|ZFIN ID: ZDB-PUB-180206-13|
Globin X is a six-coordinate globin that reduces nitrite to nitric oxide in fish red blood cells
Corti, P., Xue, J., Tejero, J., Wajih, N., Sun, M., Stolz, D.B., Tsang, M., Kim-Shapiro, D.B., Gladwin, M.T.
|Source:||Proceedings of the National Academy of Sciences of the United States of America 113: 8538-43 (Journal)|
|Registered Authors:||Tsang, Michael|
|Keywords:||RBC, blood, nitric oxide, nitrite, platelet|
|PubMed:||27407144 Full text @ Proc. Natl. Acad. Sci. USA|
Corti, P., Xue, J., Tejero, J., Wajih, N., Sun, M., Stolz, D.B., Tsang, M., Kim-Shapiro, D.B., Gladwin, M.T. (2016) Globin X is a six-coordinate globin that reduces nitrite to nitric oxide in fish red blood cells. Proceedings of the National Academy of Sciences of the United States of America. 113:8538-43.
ABSTRACTThe discovery of novel globins in diverse organisms has stimulated intense interest in their evolved function, beyond oxygen binding. Globin X (GbX) is a protein found in fish, amphibians, and reptiles that diverged from a common ancestor of mammalian hemoglobins and myoglobins. Like mammalian neuroglobin, GbX was first designated as a neuronal globin in fish and exhibits six-coordinate heme geometry, suggesting a role in intracellular electron transfer reactions rather than oxygen binding. Here, we report that GbX to our knowledge is the first six-coordinate globin and the first globin protein apart from hemoglobin, found in vertebrate RBCs. GbX is present in fish erythrocytes and exhibits a nitrite reduction rate up to 200-fold faster than human hemoglobin and up to 50-fold higher than neuroglobin or cytoglobin. Deoxygenated GbX reduces nitrite to form nitric oxide (NO) and potently inhibits platelet activation in vitro, to a greater extent than hemoglobin.

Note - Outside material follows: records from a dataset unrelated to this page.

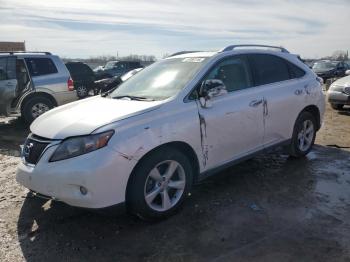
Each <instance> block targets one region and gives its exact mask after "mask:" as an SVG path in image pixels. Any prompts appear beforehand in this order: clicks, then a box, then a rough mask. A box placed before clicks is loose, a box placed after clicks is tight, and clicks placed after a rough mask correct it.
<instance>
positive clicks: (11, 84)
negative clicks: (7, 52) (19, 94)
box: [0, 56, 17, 115]
mask: <svg viewBox="0 0 350 262" xmlns="http://www.w3.org/2000/svg"><path fill="white" fill-rule="evenodd" d="M16 96H17V79H16V57H12V56H8V57H3V56H1V57H0V114H1V115H8V114H9V113H10V109H11V103H12V100H13V99H15V98H16Z"/></svg>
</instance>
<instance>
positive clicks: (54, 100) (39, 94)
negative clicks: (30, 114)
mask: <svg viewBox="0 0 350 262" xmlns="http://www.w3.org/2000/svg"><path fill="white" fill-rule="evenodd" d="M33 97H45V98H47V99H49V100H50V101H51V102H52V103H53V105H54V106H57V101H56V99H55V98H54V97H53V96H52V95H50V94H49V93H46V92H33V93H30V94H28V95H27V96H26V97H25V98H24V99H23V100H22V102H21V107H20V108H21V112H22V109H23V105H25V103H27V102H28V101H29V100H30V99H31V98H33Z"/></svg>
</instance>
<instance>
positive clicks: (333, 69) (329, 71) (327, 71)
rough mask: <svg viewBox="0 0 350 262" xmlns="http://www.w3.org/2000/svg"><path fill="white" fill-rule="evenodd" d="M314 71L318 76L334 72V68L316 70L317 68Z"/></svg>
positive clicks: (330, 67)
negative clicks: (329, 72) (321, 74)
mask: <svg viewBox="0 0 350 262" xmlns="http://www.w3.org/2000/svg"><path fill="white" fill-rule="evenodd" d="M312 70H313V71H314V72H315V73H316V74H322V73H327V72H330V71H333V70H334V68H331V67H328V68H320V69H315V68H313V69H312Z"/></svg>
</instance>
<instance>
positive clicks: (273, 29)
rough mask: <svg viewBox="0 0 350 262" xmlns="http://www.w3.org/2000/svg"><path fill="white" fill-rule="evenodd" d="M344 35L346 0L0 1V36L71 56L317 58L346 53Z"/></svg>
mask: <svg viewBox="0 0 350 262" xmlns="http://www.w3.org/2000/svg"><path fill="white" fill-rule="evenodd" d="M349 32H350V0H334V1H331V0H318V1H312V0H269V1H266V0H264V1H261V0H215V1H214V0H186V1H179V0H138V1H134V0H70V1H66V0H22V1H20V0H0V41H23V40H25V41H26V47H27V50H31V51H51V52H53V53H55V54H58V55H60V56H62V57H71V58H88V57H92V56H100V55H117V54H118V55H119V56H126V55H129V54H139V55H141V54H145V55H155V56H156V57H158V58H161V57H162V56H163V55H165V54H171V53H174V52H177V51H181V50H219V49H222V48H224V47H225V46H228V45H231V44H270V45H277V46H284V47H285V48H287V49H288V50H289V51H291V52H293V53H297V54H300V55H301V56H302V57H307V58H318V57H322V56H326V55H331V54H332V53H333V52H334V51H336V50H350V33H349Z"/></svg>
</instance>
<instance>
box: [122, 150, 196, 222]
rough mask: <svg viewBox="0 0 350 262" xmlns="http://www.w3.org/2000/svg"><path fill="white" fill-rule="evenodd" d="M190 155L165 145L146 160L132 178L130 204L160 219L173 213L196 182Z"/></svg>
mask: <svg viewBox="0 0 350 262" xmlns="http://www.w3.org/2000/svg"><path fill="white" fill-rule="evenodd" d="M192 176H193V173H192V167H191V164H190V161H189V160H188V158H187V157H186V156H185V155H184V154H183V153H181V152H179V151H178V150H175V149H170V148H167V149H162V150H159V151H156V152H154V153H152V154H151V155H150V156H148V157H146V158H145V159H143V160H142V162H141V163H140V164H139V165H138V167H137V168H136V170H135V171H134V172H133V174H132V177H131V178H130V179H131V180H130V182H129V186H128V189H127V206H128V209H129V211H131V213H133V214H135V215H137V216H139V217H141V218H143V219H160V218H165V217H167V216H169V215H171V214H173V213H174V212H175V211H176V210H177V209H178V208H179V207H180V206H181V204H182V203H183V201H184V199H185V198H186V196H187V194H188V193H189V190H190V188H191V185H192Z"/></svg>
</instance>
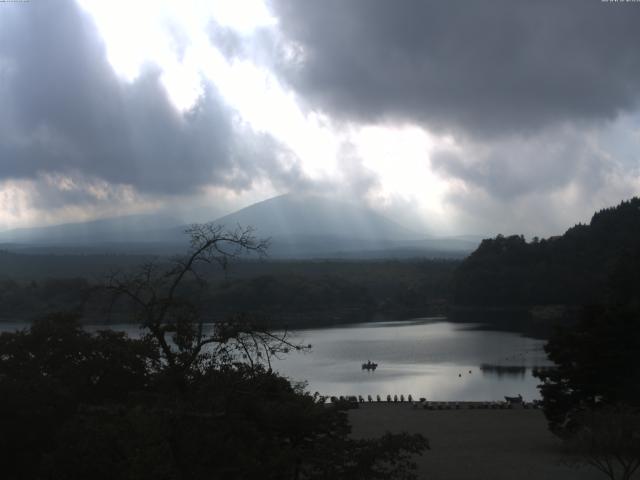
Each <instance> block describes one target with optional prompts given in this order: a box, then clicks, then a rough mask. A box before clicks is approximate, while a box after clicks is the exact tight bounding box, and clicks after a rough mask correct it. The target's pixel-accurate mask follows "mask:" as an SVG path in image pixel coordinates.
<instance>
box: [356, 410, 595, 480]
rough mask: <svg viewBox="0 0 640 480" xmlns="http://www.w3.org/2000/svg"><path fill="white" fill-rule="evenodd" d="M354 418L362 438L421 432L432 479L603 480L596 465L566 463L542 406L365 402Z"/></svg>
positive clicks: (358, 430)
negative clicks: (543, 411) (540, 408)
mask: <svg viewBox="0 0 640 480" xmlns="http://www.w3.org/2000/svg"><path fill="white" fill-rule="evenodd" d="M349 418H350V421H351V424H352V426H353V435H354V436H356V437H365V438H366V437H374V436H378V435H381V434H384V433H385V432H387V431H389V432H402V431H406V432H410V433H421V434H423V435H424V436H425V437H427V438H428V439H429V443H430V445H431V450H428V451H426V452H425V453H424V455H422V456H421V457H420V458H418V459H417V464H418V466H419V478H421V479H429V480H479V479H490V480H514V479H516V480H534V479H535V480H556V479H558V480H574V479H575V480H578V479H580V480H591V479H593V480H597V479H602V478H604V477H603V476H602V474H600V473H599V472H597V471H596V470H595V469H592V468H590V467H581V468H580V469H576V468H575V467H570V466H568V465H567V464H566V463H563V462H562V449H561V444H560V441H559V440H558V439H557V438H555V437H554V436H553V435H552V434H551V433H550V432H549V431H548V430H547V424H546V421H545V418H544V415H543V413H542V412H541V411H540V410H531V409H528V410H525V409H522V408H516V409H512V410H476V409H473V410H471V409H461V410H425V409H422V408H420V409H416V408H412V407H411V405H408V404H394V403H391V404H387V403H381V404H378V403H372V404H368V403H365V404H360V408H358V409H354V410H350V411H349Z"/></svg>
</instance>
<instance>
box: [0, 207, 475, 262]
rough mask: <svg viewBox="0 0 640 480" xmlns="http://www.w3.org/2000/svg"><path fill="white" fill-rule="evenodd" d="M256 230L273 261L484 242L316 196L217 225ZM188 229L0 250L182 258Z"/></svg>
mask: <svg viewBox="0 0 640 480" xmlns="http://www.w3.org/2000/svg"><path fill="white" fill-rule="evenodd" d="M214 223H217V224H219V225H224V226H225V227H227V228H229V229H233V228H235V227H236V226H237V225H240V226H242V227H247V226H251V227H253V228H254V229H255V234H256V236H258V237H260V238H270V239H271V243H270V248H269V251H268V253H269V256H270V257H272V258H336V259H340V258H342V259H376V258H414V257H447V258H450V257H463V256H465V255H467V254H468V253H469V252H471V251H472V250H473V249H474V248H475V247H476V246H477V242H474V241H473V240H469V239H466V238H455V237H451V238H427V237H425V236H424V235H423V234H421V233H419V232H416V231H413V230H411V229H410V228H407V227H406V226H404V225H400V224H399V223H398V222H396V221H394V220H393V219H390V218H387V217H385V216H383V215H381V214H379V213H377V212H375V211H373V210H372V209H370V208H368V207H366V206H363V205H358V204H355V203H349V202H346V201H341V200H337V199H331V198H326V197H320V196H312V195H281V196H279V197H275V198H271V199H269V200H265V201H262V202H258V203H255V204H253V205H250V206H248V207H246V208H243V209H241V210H238V211H236V212H234V213H231V214H229V215H226V216H224V217H221V218H218V219H217V220H215V221H214ZM184 230H185V226H184V225H180V222H178V221H177V220H176V219H174V218H171V217H168V216H163V215H131V216H123V217H115V218H108V219H101V220H93V221H89V222H77V223H67V224H63V225H54V226H47V227H34V228H21V229H14V230H8V231H4V232H0V248H2V249H5V250H10V251H23V252H28V253H56V254H77V253H83V254H86V253H91V254H97V253H104V252H109V253H112V252H117V253H137V254H162V255H164V254H175V253H181V252H184V250H185V249H186V247H187V240H188V239H187V237H186V236H185V234H184Z"/></svg>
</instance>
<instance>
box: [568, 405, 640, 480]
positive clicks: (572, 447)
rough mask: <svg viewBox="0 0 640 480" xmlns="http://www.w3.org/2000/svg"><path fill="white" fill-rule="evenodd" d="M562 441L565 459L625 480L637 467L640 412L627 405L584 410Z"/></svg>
mask: <svg viewBox="0 0 640 480" xmlns="http://www.w3.org/2000/svg"><path fill="white" fill-rule="evenodd" d="M578 420H579V422H580V425H581V427H580V429H579V430H578V431H577V432H576V433H574V434H573V435H572V436H571V437H569V438H568V439H567V441H566V445H567V447H568V453H569V454H570V457H568V458H569V460H568V461H569V463H573V464H587V465H591V466H592V467H594V468H596V469H598V470H599V471H600V472H602V473H603V474H604V475H606V476H607V477H608V478H609V479H610V480H629V479H631V477H632V476H633V474H634V472H635V471H636V470H637V469H638V468H639V467H640V412H638V410H637V409H632V408H630V407H628V406H621V405H617V406H609V407H602V408H601V409H598V410H589V411H585V412H583V413H582V414H581V415H580V418H579V419H578Z"/></svg>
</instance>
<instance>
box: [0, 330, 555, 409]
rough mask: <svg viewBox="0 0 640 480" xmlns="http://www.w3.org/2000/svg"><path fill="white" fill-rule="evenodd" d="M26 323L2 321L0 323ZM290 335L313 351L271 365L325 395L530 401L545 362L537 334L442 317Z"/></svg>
mask: <svg viewBox="0 0 640 480" xmlns="http://www.w3.org/2000/svg"><path fill="white" fill-rule="evenodd" d="M24 327H25V324H0V330H15V329H16V328H24ZM92 328H98V327H92ZM99 328H104V327H99ZM112 328H114V329H118V330H125V331H127V332H128V333H129V334H131V335H132V336H136V335H137V334H138V333H139V329H138V327H137V326H135V325H114V326H112ZM293 335H294V339H295V340H296V341H298V342H300V343H302V344H309V343H310V344H311V345H312V350H311V351H310V352H305V353H299V352H294V353H291V354H289V355H287V356H285V357H284V358H283V359H281V360H275V361H274V363H273V368H274V370H277V371H279V372H280V373H281V374H282V375H284V376H286V377H288V378H290V379H291V380H293V381H307V382H308V387H307V388H308V390H309V391H311V392H316V391H317V392H319V393H320V394H322V395H328V396H330V395H336V396H339V395H362V396H363V397H365V398H366V396H367V395H371V396H372V397H374V398H375V396H376V395H380V396H381V397H382V398H386V396H387V395H388V394H390V395H392V396H393V395H398V396H399V395H400V394H404V395H405V398H406V396H407V395H409V394H411V395H412V396H413V397H414V398H419V397H426V398H427V399H429V400H434V401H446V400H456V401H469V400H478V401H481V400H502V399H503V397H504V396H505V395H509V396H515V395H517V394H521V395H522V396H523V397H524V398H525V400H532V399H537V398H540V396H539V393H538V390H537V388H536V385H537V384H538V383H539V382H538V380H537V379H536V378H534V377H533V376H532V368H533V367H540V366H547V365H549V363H548V360H547V359H546V356H545V353H544V351H543V349H542V346H543V344H544V341H542V340H539V339H533V338H527V337H524V336H521V335H518V334H516V333H509V332H497V331H488V330H480V329H478V325H476V324H459V323H451V322H447V321H446V319H443V318H424V319H415V320H411V321H404V322H378V323H367V324H356V325H347V326H340V327H332V328H318V329H310V330H299V331H296V332H294V334H293ZM367 360H371V361H373V362H376V363H377V364H378V368H377V369H376V370H375V371H374V372H368V371H365V370H362V368H361V365H362V363H364V362H366V361H367Z"/></svg>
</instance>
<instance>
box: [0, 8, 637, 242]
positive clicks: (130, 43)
mask: <svg viewBox="0 0 640 480" xmlns="http://www.w3.org/2000/svg"><path fill="white" fill-rule="evenodd" d="M638 25H640V2H621V1H618V2H613V1H601V0H563V1H555V0H539V1H536V2H530V1H520V0H491V1H481V0H479V1H474V2H462V1H455V0H454V1H447V2H442V1H437V2H436V1H430V0H403V1H402V2H390V1H388V0H323V1H317V2H301V1H299V0H264V1H262V0H224V1H223V0H210V1H205V0H201V1H198V0H193V1H188V0H181V1H164V0H137V1H135V2H131V1H125V0H112V1H109V2H105V1H100V0H95V1H94V0H78V1H73V0H46V1H45V0H30V1H25V2H0V230H2V229H9V228H16V227H25V226H37V225H38V226H39V225H48V224H56V223H64V222H71V221H83V220H88V219H94V218H104V217H111V216H118V215H126V214H139V213H169V214H171V215H174V216H175V217H176V218H181V219H183V220H187V221H205V220H212V219H214V218H217V217H218V216H221V215H223V214H226V213H229V212H231V211H233V210H235V209H237V208H240V207H244V206H246V205H249V204H251V203H253V202H256V201H260V200H264V199H267V198H270V197H273V196H276V195H280V194H284V193H294V194H315V195H328V196H331V197H335V196H340V197H343V198H347V199H351V200H352V201H354V202H361V203H366V204H367V205H369V206H370V207H371V208H373V209H375V210H377V211H379V212H380V213H383V214H385V215H387V216H389V217H391V218H393V219H395V220H396V221H398V222H400V223H402V224H404V225H406V226H410V227H411V228H412V229H413V230H417V231H423V232H427V233H429V234H433V235H451V234H483V235H485V234H497V233H504V234H512V233H524V234H526V235H540V236H547V235H554V234H559V233H562V232H563V231H564V230H566V229H567V228H568V227H570V226H571V225H573V224H575V223H577V222H587V221H589V219H590V216H591V214H592V213H593V212H594V211H595V210H598V209H600V208H603V207H606V206H611V205H615V204H617V203H619V202H620V201H621V200H623V199H626V198H630V197H632V196H634V195H637V194H638V192H639V190H640V54H638V45H640V28H638Z"/></svg>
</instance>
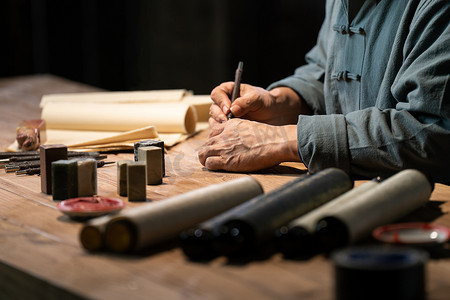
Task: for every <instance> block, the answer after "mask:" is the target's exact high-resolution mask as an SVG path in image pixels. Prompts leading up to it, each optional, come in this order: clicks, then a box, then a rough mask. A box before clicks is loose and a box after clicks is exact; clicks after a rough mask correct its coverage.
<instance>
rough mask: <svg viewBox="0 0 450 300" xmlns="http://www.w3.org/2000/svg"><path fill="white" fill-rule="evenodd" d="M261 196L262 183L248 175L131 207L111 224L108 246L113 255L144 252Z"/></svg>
mask: <svg viewBox="0 0 450 300" xmlns="http://www.w3.org/2000/svg"><path fill="white" fill-rule="evenodd" d="M262 193H263V189H262V187H261V185H260V184H259V182H258V181H257V180H256V179H254V178H253V177H250V176H246V177H241V178H238V179H234V180H230V181H227V182H224V183H220V184H214V185H210V186H207V187H204V188H200V189H197V190H193V191H190V192H187V193H185V194H181V195H178V196H174V197H172V198H169V199H166V200H164V201H158V202H155V203H149V204H145V205H142V206H139V207H134V208H130V209H128V210H126V211H123V212H121V213H120V214H119V215H117V216H116V217H114V218H113V219H112V220H111V221H110V222H109V223H108V225H107V227H106V232H105V241H106V246H107V248H108V249H109V250H111V251H114V252H133V251H138V250H142V249H144V248H146V247H148V246H150V245H152V244H156V243H159V242H163V241H164V240H167V239H170V238H173V237H175V236H177V235H178V234H180V232H181V231H183V230H186V229H188V228H190V227H193V226H195V225H196V224H198V223H200V222H202V221H205V220H207V219H209V218H212V217H213V216H215V215H218V214H220V213H221V212H223V211H225V210H227V209H230V208H232V207H234V206H236V205H238V204H240V203H242V202H245V201H247V200H249V199H251V198H254V197H256V196H258V195H260V194H262Z"/></svg>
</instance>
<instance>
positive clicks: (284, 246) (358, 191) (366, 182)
mask: <svg viewBox="0 0 450 300" xmlns="http://www.w3.org/2000/svg"><path fill="white" fill-rule="evenodd" d="M378 183H379V179H374V180H371V181H368V182H365V183H364V184H362V185H360V186H358V187H356V188H354V189H352V190H350V191H348V192H346V193H344V194H342V195H340V196H339V197H337V198H335V199H333V200H331V201H330V202H327V203H325V204H324V205H321V206H319V207H318V208H316V209H314V210H312V211H310V212H309V213H307V214H305V215H303V216H300V217H298V218H296V219H294V220H292V221H291V222H289V223H288V224H287V225H285V226H282V227H280V228H279V229H277V231H276V232H275V237H276V244H277V248H278V249H279V250H280V251H281V252H282V253H283V254H284V255H285V256H286V257H308V256H311V255H314V254H316V253H318V252H319V248H318V245H317V241H316V239H315V237H314V230H315V227H316V223H317V221H318V220H320V219H321V218H323V217H324V216H326V215H329V214H332V213H333V211H334V210H336V209H338V208H339V207H340V206H342V205H345V203H347V202H349V201H352V200H353V199H354V198H355V197H358V196H359V195H362V194H364V193H365V192H367V191H369V190H371V189H372V188H374V187H376V186H377V185H378Z"/></svg>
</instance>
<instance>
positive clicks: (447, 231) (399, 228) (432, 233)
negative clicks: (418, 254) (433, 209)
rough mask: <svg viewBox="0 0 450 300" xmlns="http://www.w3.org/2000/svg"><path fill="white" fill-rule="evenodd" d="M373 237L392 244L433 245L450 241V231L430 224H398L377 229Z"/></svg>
mask: <svg viewBox="0 0 450 300" xmlns="http://www.w3.org/2000/svg"><path fill="white" fill-rule="evenodd" d="M373 237H374V238H376V239H377V240H379V241H381V242H385V243H391V244H405V245H432V244H442V243H445V242H447V241H448V240H449V238H450V229H449V228H448V227H445V226H440V225H433V224H429V223H420V222H418V223H414V222H412V223H398V224H392V225H386V226H381V227H378V228H376V229H375V230H374V231H373Z"/></svg>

Fish RBCs also reduce nitrite to NO and inhibit platelet activation to a greater extent than human RBCs, whereas GbX knockdown inhibits this nitrite-dependent NO signaling. The description of a novel, six-coordinate globin in RBCs with dominant electron transfer and nitrite reduction functionality provides new insights into the evolved signaling properties of ancestral heme-globins.